En 1948, Hannah Arendt soulignait dans son essai « The Rights of Man: What Are They? » une contradiction fondamentale de la DUDH : « elle exige des États qu’ils protègent les droits ‘universels’ et ‘inaliénables’ de tous les êtres humains, alors que l’institution moderne de l’État est fondée sur le principe de la souveraineté nationale et territoriale. » Cette tension existe parce que la Déclaration, en pratique, repose sur une conception abstraite de l’être humain qui destine ces droits aux membres d’un territoire spécifique plutôt qu’aux individus en général : « c’est sur l’individu, au sens de membre de la communauté politique, que reposent les droits de l’homme. » Ainsi, les droits humains perdent toute substance dès qu’un individu se retrouve privé de son appartenance politique, comme c’est le cas pour les migrants. Face à ce constat, Arendt développe le concept du « droit d’avoir des droits, » c’est-à-dire un droit fondamental d’appartenance à une communauté politique pour tout être humain, condition préalable à la protection effective des droits humains. Elle invite, comme Cavafis par sa poésie, à repenser les droits universels de manière à garantir la dignité humaine pour tous. C’est peut-être à cette condition que les droits des migrants pourront enfin résister à l’emprise de toute dialectique d’altérité.

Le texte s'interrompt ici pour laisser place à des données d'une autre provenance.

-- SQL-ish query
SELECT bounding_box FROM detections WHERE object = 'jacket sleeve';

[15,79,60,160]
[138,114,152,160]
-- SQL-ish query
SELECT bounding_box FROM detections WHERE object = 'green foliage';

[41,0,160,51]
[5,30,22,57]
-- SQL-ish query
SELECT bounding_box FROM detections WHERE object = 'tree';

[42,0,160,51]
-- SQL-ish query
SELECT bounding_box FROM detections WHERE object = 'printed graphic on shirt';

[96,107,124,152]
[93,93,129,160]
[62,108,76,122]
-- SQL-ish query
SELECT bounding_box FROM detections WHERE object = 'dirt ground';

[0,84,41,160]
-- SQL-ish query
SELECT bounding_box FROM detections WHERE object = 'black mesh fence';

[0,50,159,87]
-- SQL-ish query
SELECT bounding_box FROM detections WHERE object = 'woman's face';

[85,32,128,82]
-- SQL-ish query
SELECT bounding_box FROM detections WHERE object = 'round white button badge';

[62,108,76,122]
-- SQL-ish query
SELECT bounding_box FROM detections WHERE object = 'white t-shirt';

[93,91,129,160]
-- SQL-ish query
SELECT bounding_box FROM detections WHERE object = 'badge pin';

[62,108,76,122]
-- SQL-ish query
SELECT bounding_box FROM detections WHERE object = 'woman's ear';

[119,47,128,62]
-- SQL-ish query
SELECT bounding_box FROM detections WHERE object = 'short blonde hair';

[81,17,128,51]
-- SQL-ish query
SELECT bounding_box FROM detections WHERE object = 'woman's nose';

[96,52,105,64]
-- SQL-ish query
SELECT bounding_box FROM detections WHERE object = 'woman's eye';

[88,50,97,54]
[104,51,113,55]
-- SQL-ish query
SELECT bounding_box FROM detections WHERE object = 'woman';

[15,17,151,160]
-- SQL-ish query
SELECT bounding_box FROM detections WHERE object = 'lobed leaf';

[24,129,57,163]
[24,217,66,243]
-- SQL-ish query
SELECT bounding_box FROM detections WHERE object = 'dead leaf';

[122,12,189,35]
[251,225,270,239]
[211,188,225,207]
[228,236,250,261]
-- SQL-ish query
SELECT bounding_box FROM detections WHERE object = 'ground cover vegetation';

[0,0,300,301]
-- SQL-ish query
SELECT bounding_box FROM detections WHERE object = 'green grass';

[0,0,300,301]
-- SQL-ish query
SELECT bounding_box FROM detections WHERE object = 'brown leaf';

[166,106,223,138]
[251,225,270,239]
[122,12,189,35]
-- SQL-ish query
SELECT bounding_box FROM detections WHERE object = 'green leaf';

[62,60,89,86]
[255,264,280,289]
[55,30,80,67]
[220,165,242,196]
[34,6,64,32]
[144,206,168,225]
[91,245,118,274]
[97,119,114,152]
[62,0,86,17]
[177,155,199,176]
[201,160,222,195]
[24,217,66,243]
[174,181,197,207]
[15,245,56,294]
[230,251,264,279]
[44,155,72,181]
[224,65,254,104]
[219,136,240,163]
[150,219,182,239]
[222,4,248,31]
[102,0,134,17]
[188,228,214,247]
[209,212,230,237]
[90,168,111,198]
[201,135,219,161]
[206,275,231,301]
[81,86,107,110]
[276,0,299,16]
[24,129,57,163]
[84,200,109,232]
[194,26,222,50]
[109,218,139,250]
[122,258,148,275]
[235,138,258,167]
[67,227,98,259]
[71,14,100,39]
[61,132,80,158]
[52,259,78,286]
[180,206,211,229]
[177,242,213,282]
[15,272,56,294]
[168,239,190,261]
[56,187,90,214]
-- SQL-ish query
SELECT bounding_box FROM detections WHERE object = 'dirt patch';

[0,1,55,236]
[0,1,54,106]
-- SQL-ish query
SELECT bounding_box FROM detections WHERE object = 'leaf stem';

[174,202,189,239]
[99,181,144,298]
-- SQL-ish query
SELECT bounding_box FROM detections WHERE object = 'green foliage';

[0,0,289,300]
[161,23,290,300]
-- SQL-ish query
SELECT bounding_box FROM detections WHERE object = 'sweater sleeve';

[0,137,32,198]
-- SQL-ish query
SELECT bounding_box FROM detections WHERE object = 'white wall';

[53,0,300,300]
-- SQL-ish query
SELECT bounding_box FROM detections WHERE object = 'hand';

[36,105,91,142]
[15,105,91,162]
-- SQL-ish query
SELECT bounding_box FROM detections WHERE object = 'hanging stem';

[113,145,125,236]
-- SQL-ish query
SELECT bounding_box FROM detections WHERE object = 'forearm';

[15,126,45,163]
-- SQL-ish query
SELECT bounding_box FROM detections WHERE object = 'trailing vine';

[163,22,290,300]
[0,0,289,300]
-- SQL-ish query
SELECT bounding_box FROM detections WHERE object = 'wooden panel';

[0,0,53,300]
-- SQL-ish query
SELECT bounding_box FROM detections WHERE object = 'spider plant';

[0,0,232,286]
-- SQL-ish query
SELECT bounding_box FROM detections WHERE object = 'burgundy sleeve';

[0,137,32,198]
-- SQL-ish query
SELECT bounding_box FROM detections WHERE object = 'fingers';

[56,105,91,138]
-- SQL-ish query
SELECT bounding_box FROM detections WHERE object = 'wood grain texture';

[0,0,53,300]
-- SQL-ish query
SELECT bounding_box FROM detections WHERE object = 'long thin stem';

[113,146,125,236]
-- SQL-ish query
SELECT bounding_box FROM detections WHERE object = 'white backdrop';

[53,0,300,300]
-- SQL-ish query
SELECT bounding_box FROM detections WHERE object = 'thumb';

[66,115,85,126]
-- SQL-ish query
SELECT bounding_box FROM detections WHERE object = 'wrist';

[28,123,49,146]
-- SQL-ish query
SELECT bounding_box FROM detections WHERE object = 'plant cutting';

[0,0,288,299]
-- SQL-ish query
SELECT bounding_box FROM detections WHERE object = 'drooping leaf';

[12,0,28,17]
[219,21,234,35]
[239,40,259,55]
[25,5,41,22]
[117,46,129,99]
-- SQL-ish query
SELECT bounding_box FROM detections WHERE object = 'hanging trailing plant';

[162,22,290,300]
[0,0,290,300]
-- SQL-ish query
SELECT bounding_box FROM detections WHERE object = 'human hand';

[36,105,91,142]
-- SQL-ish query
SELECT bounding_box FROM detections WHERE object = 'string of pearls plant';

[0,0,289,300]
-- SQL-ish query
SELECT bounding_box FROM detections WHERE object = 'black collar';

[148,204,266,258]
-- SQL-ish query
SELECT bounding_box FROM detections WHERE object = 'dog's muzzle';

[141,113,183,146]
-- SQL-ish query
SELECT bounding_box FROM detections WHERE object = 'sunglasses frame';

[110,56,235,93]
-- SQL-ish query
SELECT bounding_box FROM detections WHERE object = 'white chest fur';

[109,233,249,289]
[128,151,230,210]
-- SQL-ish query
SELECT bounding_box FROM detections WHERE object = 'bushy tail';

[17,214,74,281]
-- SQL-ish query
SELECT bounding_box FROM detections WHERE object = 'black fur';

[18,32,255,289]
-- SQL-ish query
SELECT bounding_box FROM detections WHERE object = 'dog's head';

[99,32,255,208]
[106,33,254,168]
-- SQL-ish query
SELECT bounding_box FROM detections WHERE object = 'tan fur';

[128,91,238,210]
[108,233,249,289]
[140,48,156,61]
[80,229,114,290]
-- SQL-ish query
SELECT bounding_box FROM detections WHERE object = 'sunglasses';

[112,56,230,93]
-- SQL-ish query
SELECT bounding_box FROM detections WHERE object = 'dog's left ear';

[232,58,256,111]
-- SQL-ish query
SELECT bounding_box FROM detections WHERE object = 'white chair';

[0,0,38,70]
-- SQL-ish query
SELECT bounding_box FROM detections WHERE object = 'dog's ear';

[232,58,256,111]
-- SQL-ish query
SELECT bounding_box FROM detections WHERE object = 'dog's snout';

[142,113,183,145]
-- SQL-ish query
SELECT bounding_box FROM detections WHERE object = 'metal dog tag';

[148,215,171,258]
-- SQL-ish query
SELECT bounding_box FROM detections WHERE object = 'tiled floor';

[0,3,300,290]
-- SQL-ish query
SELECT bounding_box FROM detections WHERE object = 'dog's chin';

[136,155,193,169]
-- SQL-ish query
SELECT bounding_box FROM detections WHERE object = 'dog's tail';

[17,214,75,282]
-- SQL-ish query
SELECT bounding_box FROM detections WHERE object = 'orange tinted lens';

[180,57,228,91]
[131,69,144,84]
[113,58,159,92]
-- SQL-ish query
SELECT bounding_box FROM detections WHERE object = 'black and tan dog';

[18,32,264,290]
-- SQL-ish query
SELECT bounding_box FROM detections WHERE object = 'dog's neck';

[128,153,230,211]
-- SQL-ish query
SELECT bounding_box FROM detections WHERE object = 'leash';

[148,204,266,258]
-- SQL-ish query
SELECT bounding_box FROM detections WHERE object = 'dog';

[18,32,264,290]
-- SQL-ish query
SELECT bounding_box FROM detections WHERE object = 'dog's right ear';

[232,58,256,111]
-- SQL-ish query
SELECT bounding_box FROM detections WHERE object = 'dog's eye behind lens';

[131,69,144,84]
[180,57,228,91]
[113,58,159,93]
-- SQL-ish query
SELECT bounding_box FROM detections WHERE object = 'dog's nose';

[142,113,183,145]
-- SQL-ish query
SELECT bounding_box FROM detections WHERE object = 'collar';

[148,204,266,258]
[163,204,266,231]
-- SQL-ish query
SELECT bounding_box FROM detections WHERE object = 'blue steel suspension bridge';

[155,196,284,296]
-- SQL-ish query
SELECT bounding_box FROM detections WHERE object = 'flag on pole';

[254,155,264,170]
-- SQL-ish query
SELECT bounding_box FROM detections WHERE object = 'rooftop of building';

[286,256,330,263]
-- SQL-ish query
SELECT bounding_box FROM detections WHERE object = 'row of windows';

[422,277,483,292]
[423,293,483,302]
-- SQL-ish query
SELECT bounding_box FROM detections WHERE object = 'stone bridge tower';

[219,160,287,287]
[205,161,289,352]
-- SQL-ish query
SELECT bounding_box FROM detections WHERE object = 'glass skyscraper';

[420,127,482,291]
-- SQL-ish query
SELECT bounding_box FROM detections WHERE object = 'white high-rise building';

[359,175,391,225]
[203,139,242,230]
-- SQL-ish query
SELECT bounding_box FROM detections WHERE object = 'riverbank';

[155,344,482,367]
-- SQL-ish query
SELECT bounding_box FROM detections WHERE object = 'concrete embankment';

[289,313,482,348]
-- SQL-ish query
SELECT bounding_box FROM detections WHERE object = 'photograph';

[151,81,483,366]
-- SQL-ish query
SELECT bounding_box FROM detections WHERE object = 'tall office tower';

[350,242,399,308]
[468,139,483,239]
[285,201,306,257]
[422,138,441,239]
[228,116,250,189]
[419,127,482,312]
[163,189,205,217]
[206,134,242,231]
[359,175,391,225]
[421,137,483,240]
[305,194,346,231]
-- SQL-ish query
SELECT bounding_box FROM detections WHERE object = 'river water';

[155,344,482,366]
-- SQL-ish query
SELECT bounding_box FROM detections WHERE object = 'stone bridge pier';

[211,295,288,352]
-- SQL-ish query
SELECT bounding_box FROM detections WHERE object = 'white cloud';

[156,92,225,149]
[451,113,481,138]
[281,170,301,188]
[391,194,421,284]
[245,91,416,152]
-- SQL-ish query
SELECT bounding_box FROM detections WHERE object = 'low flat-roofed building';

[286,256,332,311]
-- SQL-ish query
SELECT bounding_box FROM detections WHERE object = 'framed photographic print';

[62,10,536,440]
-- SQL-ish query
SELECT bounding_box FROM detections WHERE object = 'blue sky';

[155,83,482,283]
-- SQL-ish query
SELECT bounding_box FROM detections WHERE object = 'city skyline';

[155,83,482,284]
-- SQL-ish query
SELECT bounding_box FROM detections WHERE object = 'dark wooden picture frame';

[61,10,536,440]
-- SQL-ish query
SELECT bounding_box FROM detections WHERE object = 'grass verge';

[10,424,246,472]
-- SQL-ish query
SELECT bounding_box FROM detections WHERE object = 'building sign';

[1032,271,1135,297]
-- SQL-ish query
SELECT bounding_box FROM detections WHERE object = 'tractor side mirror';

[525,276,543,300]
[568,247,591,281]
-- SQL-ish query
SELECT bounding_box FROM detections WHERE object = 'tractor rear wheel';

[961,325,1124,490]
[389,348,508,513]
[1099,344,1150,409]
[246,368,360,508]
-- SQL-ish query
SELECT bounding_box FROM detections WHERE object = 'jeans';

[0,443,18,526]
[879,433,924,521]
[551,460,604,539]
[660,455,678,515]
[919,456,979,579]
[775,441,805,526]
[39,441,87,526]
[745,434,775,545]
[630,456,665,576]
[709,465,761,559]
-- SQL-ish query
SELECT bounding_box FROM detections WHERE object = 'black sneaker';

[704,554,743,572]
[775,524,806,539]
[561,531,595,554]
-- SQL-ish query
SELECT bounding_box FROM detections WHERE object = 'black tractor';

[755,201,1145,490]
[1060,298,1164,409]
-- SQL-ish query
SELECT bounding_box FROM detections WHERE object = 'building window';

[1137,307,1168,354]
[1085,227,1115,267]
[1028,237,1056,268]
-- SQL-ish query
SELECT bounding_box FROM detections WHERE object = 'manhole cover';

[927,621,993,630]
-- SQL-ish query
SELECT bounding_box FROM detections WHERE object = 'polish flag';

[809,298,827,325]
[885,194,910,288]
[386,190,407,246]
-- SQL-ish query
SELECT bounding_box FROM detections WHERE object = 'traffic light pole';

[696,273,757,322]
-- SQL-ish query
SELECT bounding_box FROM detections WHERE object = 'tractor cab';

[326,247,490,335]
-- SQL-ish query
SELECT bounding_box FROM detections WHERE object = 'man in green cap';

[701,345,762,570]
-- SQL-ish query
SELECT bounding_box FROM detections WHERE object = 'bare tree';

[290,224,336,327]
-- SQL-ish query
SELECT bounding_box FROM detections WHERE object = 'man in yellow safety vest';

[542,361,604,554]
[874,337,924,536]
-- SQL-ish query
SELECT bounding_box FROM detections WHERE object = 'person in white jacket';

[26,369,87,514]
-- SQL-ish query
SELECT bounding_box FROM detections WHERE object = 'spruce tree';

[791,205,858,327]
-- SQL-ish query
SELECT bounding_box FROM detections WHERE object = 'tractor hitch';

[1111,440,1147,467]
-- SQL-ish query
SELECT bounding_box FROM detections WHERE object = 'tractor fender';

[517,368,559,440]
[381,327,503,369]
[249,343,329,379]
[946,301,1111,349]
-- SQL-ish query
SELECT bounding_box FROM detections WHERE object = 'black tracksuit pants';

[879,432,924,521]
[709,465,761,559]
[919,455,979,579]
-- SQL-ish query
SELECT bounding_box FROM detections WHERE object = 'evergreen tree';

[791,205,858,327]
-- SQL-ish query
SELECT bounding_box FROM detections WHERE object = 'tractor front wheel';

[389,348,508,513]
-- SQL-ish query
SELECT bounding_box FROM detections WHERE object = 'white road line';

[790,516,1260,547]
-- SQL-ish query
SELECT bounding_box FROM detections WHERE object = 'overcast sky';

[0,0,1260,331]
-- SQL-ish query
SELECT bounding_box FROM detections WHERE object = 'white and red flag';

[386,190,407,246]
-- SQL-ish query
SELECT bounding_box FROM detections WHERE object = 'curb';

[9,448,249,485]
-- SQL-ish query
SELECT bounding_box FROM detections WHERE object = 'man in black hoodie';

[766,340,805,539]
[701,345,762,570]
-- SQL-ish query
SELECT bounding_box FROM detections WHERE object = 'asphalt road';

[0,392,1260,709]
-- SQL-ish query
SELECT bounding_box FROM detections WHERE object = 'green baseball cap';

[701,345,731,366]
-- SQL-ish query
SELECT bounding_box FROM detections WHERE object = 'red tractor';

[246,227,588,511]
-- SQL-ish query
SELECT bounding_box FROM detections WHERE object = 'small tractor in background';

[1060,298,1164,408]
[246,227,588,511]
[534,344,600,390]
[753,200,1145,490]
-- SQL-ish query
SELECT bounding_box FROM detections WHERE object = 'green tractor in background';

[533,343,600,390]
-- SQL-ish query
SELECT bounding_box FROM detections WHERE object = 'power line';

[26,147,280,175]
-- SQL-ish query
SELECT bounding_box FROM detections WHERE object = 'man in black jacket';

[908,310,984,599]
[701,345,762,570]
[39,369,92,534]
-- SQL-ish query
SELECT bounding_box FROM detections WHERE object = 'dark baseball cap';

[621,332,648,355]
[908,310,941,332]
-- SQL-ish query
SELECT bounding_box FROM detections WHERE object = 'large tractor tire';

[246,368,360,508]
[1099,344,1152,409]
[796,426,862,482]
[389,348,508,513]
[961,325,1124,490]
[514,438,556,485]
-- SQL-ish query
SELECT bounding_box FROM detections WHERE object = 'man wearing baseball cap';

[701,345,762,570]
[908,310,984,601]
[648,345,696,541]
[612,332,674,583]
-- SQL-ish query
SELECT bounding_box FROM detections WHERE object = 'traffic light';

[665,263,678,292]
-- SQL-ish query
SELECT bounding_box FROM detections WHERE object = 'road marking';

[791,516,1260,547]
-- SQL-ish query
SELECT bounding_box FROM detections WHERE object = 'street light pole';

En attendant, les « barbares » continuent de hanter les imaginaires collectifs. Heureusement, le poésie de Cavafis demeure ce « formidable acte de foi en l’humanité et un profond respect pour les êtres » (p. 23) sur lequel nous devons méditer.

Les Poséidoniens (1906)

Leur grec, les Poséidoniens avaient fini

par l’oublier, mélangés qu’ils étaient depuis des siècles

aux Tyrrhéniens, aux Latins et autres étrangers.

La seule chose qui leur soit restée de leurs ancêtres

était une fête grecque avec de belles cérémonies,

avec des lyres et des flûtes, avec jeux et couronnes.

Et ils avaient pour habitude vers la fin de la fête

de redonner lecture de leurs anciennes lois,

et de s’interpeller par leurs noms grecs, que désormais

peu d’entre eux seulement pouvaient comprendre. Ainsi leur fête

s’achevait-elle toujours sur une note de mélancolie.

Car ils se souvenaient qu’ils étaient des Grecs, eux aussi

naguère Italiotes, eux aussi;

et maintenant quelle déchéance, qu’étaient-ils devenus,

à vivre et à parler comme les barbares,

arrachés — comble de malheur! — au monde grec.